I am writing with reference to my earlier post here:
In the first code diff.adb, there is the line:
procedure Solve is new Euler(Real, Vector, Ptr);
I don't understand how come the arguments of Euler area Real, Vector and Ptr because further down in the same code we have
Solve(Ident'Access, 1.0, 0.1, Answer);
with 4 arguments.
The original codes at the previous link are OK and are working.
The first line is an example of Generic Instantiation. It creates an instance of the generic procedure Euler
, passing the three concrete types required. The actual types supplied in the instantiation—Real
, Vector
and Ptr
— match the Formal Types specified in euler.ads
: Float_Type
, Vector
and Function_Ptr
, in that order.
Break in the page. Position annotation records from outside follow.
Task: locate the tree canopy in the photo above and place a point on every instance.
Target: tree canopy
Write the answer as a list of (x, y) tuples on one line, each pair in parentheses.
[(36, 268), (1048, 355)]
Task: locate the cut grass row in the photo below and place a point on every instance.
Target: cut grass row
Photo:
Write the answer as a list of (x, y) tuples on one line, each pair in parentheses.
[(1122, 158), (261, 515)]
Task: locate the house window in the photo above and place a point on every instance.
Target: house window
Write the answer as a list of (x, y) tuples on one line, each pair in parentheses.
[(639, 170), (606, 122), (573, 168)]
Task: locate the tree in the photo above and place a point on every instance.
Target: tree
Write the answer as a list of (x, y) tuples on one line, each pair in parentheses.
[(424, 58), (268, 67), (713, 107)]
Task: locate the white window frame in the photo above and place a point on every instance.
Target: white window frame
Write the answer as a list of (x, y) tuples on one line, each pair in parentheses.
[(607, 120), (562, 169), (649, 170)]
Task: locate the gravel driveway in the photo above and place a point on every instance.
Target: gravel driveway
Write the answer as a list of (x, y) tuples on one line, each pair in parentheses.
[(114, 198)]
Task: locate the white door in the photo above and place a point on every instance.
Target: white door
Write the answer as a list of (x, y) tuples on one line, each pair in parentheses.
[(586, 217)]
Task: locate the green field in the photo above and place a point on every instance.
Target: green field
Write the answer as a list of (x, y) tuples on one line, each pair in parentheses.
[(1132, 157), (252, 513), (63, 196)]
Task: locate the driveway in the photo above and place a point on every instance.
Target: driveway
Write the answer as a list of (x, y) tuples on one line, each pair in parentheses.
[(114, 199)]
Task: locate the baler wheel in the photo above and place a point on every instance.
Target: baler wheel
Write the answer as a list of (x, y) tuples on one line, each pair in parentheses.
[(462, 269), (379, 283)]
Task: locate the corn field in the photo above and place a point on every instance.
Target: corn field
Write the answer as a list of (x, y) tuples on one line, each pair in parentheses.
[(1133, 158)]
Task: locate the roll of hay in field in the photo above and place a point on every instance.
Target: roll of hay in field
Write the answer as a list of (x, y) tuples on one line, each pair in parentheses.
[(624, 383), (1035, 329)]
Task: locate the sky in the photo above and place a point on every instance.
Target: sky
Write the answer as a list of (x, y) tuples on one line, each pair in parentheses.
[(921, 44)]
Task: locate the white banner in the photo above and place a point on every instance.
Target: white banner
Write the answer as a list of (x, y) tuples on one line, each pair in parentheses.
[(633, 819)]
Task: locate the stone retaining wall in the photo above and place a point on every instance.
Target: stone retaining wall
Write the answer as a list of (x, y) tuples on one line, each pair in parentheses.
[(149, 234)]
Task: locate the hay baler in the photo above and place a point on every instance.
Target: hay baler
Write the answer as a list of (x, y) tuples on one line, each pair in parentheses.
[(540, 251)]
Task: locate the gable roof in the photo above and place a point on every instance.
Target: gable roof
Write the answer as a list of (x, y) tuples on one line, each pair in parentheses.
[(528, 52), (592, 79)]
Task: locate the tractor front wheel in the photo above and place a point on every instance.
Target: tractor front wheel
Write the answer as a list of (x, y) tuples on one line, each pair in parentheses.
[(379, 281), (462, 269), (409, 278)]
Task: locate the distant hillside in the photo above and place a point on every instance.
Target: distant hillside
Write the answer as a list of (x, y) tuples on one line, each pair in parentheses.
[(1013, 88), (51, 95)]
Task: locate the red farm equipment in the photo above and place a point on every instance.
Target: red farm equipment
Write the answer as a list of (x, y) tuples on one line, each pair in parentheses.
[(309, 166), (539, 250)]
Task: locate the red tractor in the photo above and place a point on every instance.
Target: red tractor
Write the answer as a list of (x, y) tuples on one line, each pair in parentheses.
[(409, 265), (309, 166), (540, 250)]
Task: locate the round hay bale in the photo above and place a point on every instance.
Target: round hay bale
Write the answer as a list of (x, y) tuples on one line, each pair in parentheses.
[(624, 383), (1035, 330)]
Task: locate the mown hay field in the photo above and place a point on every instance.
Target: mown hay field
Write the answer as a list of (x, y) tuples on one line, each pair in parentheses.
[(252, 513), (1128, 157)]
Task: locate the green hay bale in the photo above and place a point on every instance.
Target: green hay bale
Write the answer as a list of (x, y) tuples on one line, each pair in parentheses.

Note that either positional or named association is permitted.
The second line is a Subprogram Call of the newly created procedure instance, which has four actual parameters: a Function_Ptr
, two Real
values and an output Vector
. The new instance is named Solve
, and it now has the same parameter profile as the procedure Euler
.
What's the difference between a subprogram parameter (starting with keyword
with
) and a subprogram declaration?
In your example, Euler
is not a formal subprogram declaration, which requires with
; it is a generic subprogram specification, which does not. The examples may help illustrate the difference.